This paper studies a contract choice problem in the cross-sales setting. There are two competing manufacturers who sell substitutable products through two retailers to consumers. The demand is linear with uncertain intercept (potential). The retailers are better informed about the demand. There are two contract choices to organize the selling. The first is the wholesale price contract without information sharing, in which manufacturers decide based on the prior distribution of the demand, while each retailer use his more accurate demand signal
. The second contract choice is two-part tariff with information sharing, in which the manufacturers gain access to both signals
for decision making.
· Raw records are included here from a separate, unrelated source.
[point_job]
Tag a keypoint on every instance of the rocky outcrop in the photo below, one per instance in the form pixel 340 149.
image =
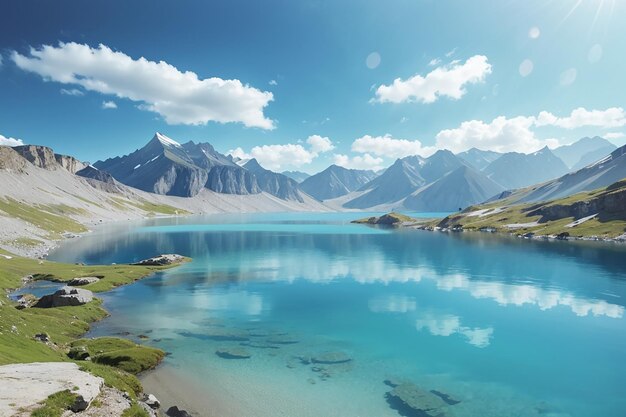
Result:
pixel 161 260
pixel 24 386
pixel 79 281
pixel 66 296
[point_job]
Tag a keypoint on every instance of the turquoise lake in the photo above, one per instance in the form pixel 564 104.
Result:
pixel 506 326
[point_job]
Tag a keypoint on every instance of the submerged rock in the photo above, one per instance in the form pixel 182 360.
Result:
pixel 177 412
pixel 412 401
pixel 66 296
pixel 83 281
pixel 233 353
pixel 330 358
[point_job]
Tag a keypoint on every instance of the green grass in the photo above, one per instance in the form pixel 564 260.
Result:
pixel 605 225
pixel 121 353
pixel 55 405
pixel 150 208
pixel 112 357
pixel 53 219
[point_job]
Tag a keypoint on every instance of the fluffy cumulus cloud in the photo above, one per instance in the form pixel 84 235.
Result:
pixel 278 157
pixel 389 147
pixel 179 97
pixel 365 161
pixel 500 135
pixel 109 105
pixel 581 117
pixel 320 144
pixel 445 81
pixel 4 141
pixel 72 92
pixel 517 134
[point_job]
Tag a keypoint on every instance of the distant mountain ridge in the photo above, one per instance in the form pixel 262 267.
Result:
pixel 517 170
pixel 163 166
pixel 336 181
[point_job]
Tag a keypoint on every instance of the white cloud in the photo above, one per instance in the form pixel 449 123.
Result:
pixel 109 105
pixel 180 97
pixel 277 157
pixel 446 81
pixel 365 161
pixel 568 76
pixel 389 147
pixel 4 141
pixel 534 32
pixel 320 144
pixel 526 68
pixel 500 135
pixel 581 117
pixel 72 92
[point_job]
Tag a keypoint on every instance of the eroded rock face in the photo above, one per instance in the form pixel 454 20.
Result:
pixel 25 385
pixel 66 296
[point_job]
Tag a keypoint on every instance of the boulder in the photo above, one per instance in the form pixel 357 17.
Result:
pixel 83 281
pixel 151 401
pixel 161 260
pixel 233 353
pixel 25 385
pixel 177 412
pixel 26 301
pixel 409 399
pixel 66 296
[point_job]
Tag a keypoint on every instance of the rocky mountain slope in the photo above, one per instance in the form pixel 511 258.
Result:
pixel 336 181
pixel 584 152
pixel 479 159
pixel 516 170
pixel 163 166
pixel 600 213
pixel 46 197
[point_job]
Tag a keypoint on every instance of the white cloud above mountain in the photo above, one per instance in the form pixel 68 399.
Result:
pixel 365 161
pixel 277 157
pixel 444 81
pixel 500 135
pixel 581 117
pixel 180 97
pixel 4 141
pixel 389 147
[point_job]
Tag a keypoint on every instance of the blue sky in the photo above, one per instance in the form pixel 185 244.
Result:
pixel 496 66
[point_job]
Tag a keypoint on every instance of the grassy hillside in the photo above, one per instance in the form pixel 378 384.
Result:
pixel 115 360
pixel 600 213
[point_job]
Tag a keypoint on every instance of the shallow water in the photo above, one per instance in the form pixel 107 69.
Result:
pixel 509 327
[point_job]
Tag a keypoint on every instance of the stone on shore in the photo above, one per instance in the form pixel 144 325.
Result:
pixel 79 281
pixel 161 260
pixel 177 412
pixel 66 296
pixel 24 385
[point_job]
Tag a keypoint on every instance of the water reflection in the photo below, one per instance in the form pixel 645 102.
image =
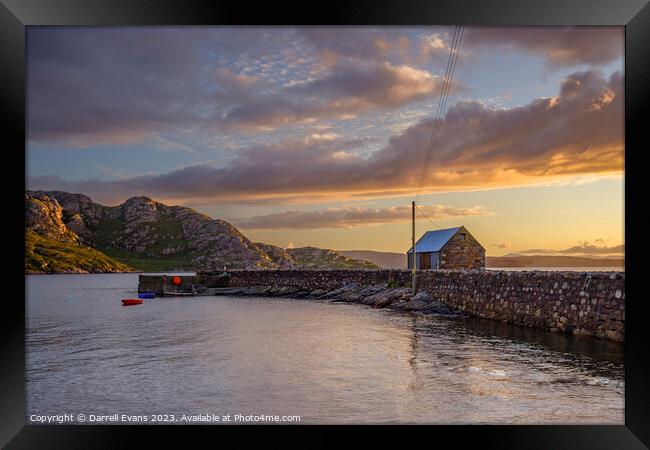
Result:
pixel 328 363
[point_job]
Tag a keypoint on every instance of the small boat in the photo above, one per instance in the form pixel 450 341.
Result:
pixel 131 301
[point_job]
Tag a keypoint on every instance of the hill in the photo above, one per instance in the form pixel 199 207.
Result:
pixel 148 235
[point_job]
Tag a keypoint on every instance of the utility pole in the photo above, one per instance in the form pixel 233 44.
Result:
pixel 413 239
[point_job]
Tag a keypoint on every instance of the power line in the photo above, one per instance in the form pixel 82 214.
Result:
pixel 427 217
pixel 438 112
pixel 442 103
pixel 438 115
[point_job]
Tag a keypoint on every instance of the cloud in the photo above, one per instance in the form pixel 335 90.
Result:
pixel 597 247
pixel 352 217
pixel 548 139
pixel 344 92
pixel 559 46
pixel 91 86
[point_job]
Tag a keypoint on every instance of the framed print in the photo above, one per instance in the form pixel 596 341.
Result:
pixel 376 214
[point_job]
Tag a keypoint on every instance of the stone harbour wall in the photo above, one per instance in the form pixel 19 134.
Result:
pixel 579 303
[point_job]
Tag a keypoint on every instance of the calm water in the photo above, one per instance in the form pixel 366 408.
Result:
pixel 325 362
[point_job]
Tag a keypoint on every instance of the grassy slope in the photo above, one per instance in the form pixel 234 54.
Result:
pixel 47 256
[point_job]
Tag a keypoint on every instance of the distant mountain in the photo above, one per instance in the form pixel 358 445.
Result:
pixel 389 260
pixel 552 261
pixel 386 260
pixel 148 235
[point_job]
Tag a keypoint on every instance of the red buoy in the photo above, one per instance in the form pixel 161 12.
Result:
pixel 131 301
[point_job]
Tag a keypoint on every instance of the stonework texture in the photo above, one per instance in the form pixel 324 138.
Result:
pixel 577 303
pixel 462 251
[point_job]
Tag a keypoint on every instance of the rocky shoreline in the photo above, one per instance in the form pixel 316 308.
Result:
pixel 376 296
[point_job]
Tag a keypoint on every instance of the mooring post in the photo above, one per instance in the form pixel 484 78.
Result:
pixel 413 240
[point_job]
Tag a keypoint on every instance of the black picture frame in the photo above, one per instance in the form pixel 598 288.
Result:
pixel 16 15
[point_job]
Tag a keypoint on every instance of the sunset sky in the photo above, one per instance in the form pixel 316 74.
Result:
pixel 317 135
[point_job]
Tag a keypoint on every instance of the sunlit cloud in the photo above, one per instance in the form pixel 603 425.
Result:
pixel 353 217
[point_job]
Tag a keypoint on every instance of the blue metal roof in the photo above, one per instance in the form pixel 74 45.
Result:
pixel 433 241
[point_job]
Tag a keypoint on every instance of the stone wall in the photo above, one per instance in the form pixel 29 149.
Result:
pixel 462 253
pixel 569 302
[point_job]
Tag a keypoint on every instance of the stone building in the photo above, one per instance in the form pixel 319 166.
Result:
pixel 451 248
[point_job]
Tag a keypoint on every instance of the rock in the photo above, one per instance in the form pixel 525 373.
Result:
pixel 422 296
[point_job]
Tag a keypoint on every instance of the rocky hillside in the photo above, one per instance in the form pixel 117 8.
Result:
pixel 149 235
pixel 53 247
pixel 313 258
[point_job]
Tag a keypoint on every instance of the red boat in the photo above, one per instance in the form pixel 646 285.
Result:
pixel 131 301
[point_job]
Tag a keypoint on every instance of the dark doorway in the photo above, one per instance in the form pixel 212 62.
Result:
pixel 425 261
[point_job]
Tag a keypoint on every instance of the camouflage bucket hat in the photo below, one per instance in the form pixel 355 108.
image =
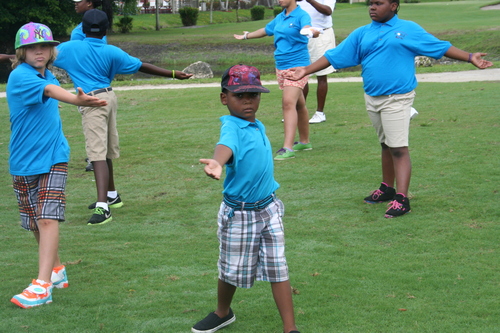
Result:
pixel 34 33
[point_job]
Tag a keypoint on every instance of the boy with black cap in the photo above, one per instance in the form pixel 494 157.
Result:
pixel 250 232
pixel 92 64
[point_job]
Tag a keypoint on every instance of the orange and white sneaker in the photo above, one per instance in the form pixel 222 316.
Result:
pixel 38 293
pixel 59 277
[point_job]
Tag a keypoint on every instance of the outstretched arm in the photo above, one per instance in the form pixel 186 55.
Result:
pixel 155 70
pixel 81 99
pixel 474 58
pixel 213 167
pixel 297 73
pixel 254 34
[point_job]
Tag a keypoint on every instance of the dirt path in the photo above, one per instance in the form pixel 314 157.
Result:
pixel 492 74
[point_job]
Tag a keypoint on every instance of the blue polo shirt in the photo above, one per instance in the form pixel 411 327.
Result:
pixel 291 46
pixel 92 64
pixel 386 52
pixel 78 34
pixel 250 172
pixel 37 141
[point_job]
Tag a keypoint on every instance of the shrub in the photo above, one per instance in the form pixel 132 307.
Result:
pixel 258 13
pixel 277 10
pixel 125 24
pixel 189 16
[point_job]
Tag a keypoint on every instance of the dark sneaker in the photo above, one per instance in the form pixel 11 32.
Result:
pixel 100 216
pixel 384 193
pixel 112 203
pixel 284 154
pixel 213 322
pixel 399 206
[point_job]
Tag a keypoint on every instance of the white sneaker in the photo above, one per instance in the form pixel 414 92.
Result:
pixel 413 113
pixel 317 118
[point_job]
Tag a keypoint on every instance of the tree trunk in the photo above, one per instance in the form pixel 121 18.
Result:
pixel 107 7
pixel 157 12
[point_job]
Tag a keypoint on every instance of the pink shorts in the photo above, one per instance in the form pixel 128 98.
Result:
pixel 284 82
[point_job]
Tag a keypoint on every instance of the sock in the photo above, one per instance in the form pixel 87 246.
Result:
pixel 58 269
pixel 102 205
pixel 42 282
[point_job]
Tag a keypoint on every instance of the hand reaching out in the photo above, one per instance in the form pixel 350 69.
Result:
pixel 87 100
pixel 212 168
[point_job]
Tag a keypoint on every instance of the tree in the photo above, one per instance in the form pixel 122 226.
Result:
pixel 58 15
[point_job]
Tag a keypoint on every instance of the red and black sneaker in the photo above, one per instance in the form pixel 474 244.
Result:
pixel 383 194
pixel 398 207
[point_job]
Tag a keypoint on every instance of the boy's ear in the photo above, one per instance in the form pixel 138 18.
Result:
pixel 223 98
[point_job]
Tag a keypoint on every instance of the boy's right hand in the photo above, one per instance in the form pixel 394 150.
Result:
pixel 295 73
pixel 212 168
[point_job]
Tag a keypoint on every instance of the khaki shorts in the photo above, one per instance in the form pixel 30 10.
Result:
pixel 99 128
pixel 390 116
pixel 284 82
pixel 318 46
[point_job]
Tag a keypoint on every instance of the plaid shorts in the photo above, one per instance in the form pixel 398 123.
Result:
pixel 41 196
pixel 284 82
pixel 252 245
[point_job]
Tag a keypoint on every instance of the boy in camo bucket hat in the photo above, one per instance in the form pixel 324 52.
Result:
pixel 39 154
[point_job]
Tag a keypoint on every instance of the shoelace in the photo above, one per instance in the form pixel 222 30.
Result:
pixel 395 205
pixel 376 194
pixel 99 210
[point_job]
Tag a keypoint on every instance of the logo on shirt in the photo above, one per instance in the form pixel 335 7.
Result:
pixel 400 35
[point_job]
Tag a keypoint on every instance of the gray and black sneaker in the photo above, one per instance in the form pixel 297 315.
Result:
pixel 383 194
pixel 213 322
pixel 100 216
pixel 112 203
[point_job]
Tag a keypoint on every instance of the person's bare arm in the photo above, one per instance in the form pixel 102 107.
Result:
pixel 323 9
pixel 474 58
pixel 254 34
pixel 80 99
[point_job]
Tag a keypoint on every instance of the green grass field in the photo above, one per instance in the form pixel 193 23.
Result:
pixel 153 269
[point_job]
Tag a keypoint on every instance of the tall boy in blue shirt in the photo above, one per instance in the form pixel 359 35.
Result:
pixel 250 233
pixel 92 65
pixel 386 49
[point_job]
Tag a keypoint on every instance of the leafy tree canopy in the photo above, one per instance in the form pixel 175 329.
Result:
pixel 58 15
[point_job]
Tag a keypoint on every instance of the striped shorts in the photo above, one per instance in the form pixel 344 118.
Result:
pixel 252 245
pixel 41 196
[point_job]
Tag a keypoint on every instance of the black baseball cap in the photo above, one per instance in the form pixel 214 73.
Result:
pixel 242 78
pixel 95 21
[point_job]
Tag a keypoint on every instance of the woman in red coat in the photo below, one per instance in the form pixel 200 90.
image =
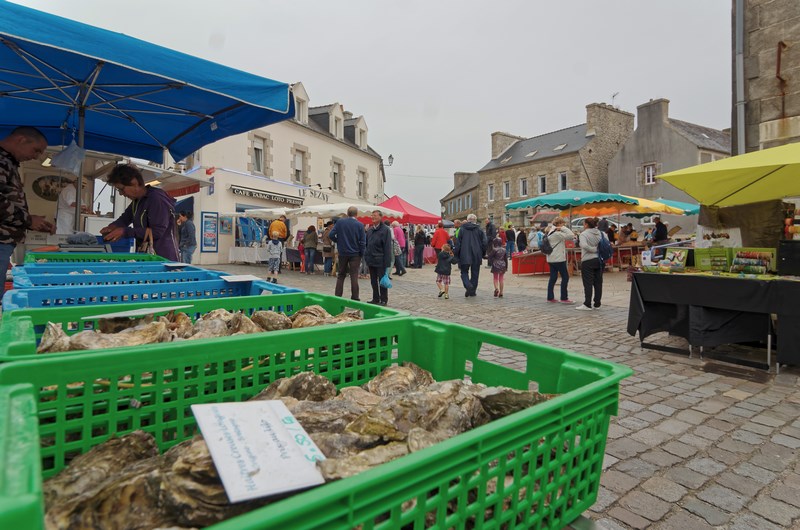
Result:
pixel 440 237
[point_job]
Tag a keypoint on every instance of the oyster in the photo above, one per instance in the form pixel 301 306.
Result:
pixel 337 468
pixel 101 462
pixel 501 401
pixel 315 310
pixel 127 500
pixel 396 415
pixel 305 385
pixel 359 396
pixel 240 323
pixel 419 439
pixel 208 328
pixel 398 379
pixel 342 444
pixel 326 416
pixel 271 320
pixel 191 490
pixel 115 325
pixel 307 321
pixel 53 339
pixel 143 334
pixel 179 323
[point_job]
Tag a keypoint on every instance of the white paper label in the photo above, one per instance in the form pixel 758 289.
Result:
pixel 240 278
pixel 258 448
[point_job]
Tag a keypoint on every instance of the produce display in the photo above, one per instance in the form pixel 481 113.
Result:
pixel 125 484
pixel 176 326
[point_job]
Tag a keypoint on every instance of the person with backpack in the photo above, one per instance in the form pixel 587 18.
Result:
pixel 498 260
pixel 557 237
pixel 591 264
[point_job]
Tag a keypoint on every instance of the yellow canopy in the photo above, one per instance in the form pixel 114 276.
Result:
pixel 645 206
pixel 753 177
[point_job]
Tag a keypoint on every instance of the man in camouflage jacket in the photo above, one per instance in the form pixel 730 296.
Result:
pixel 23 144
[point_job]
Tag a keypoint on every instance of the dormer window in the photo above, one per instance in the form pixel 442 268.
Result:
pixel 301 110
pixel 338 127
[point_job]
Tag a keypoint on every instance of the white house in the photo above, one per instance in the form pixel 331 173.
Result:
pixel 321 156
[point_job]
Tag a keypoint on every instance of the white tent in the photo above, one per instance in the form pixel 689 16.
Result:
pixel 326 210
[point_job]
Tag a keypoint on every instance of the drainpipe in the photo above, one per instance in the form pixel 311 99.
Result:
pixel 739 69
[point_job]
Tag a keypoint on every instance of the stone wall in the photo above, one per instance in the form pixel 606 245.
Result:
pixel 612 127
pixel 772 111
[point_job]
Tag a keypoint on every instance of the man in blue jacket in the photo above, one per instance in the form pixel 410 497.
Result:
pixel 350 239
pixel 379 256
pixel 470 248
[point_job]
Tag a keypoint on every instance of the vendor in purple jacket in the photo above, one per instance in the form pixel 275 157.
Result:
pixel 150 208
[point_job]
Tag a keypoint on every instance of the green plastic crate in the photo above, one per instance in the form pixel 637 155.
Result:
pixel 66 257
pixel 22 329
pixel 548 458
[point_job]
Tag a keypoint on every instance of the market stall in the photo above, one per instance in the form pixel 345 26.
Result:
pixel 741 288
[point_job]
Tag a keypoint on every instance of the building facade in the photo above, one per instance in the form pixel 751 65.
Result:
pixel 463 198
pixel 766 74
pixel 320 156
pixel 572 158
pixel 661 144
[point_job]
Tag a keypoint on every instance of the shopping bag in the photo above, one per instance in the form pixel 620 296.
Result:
pixel 147 246
pixel 385 281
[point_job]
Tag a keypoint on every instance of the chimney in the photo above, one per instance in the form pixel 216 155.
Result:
pixel 502 141
pixel 654 112
pixel 459 178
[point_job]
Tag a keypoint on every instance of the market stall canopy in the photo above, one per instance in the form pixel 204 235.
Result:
pixel 131 97
pixel 334 209
pixel 266 213
pixel 411 214
pixel 564 200
pixel 643 208
pixel 743 179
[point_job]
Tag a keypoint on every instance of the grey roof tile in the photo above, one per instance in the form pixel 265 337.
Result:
pixel 544 145
pixel 469 183
pixel 703 137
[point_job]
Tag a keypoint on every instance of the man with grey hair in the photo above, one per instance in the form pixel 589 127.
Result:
pixel 470 247
pixel 350 239
pixel 23 144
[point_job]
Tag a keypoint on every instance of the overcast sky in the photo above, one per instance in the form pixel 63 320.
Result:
pixel 434 79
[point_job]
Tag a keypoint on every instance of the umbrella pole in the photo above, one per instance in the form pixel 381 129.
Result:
pixel 79 184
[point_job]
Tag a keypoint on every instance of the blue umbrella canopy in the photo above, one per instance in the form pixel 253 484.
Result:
pixel 123 95
pixel 564 200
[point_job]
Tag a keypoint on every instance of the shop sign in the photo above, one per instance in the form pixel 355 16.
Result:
pixel 266 195
pixel 317 194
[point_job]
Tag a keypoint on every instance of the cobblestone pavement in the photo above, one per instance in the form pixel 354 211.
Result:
pixel 690 449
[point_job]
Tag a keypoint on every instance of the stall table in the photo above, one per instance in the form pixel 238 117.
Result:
pixel 711 311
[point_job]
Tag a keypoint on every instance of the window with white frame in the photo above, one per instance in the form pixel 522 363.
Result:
pixel 336 177
pixel 562 181
pixel 649 171
pixel 258 155
pixel 362 179
pixel 299 166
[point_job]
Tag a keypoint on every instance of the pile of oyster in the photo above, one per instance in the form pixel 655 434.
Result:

All parties are risk-neutral and profit-maximizing.
The main result is that, all parties gain from two-part tariff with information sharing, when competition is weak, or competition is intense but demand uncertainty is high. The result is rather straightforward: under the stated conditions, two-part tariff reduces double marginalization and increases channel efficiency. Moreover, information sharing allows the manufactures to make more accurate, tailored decisions, which again increases channel efficiency. Since both factors increase efficiency (hence the size of the pie), each retailer may benefit, too (even if his share of the pie reduces).
I commend the authors’ effort to carry out a fairly complete analysis of the equilibrium outcomes. This exercise is certainly valuable, but the main result is not sufficiently innovative. So I do not find a compelling reason for publishing this paper.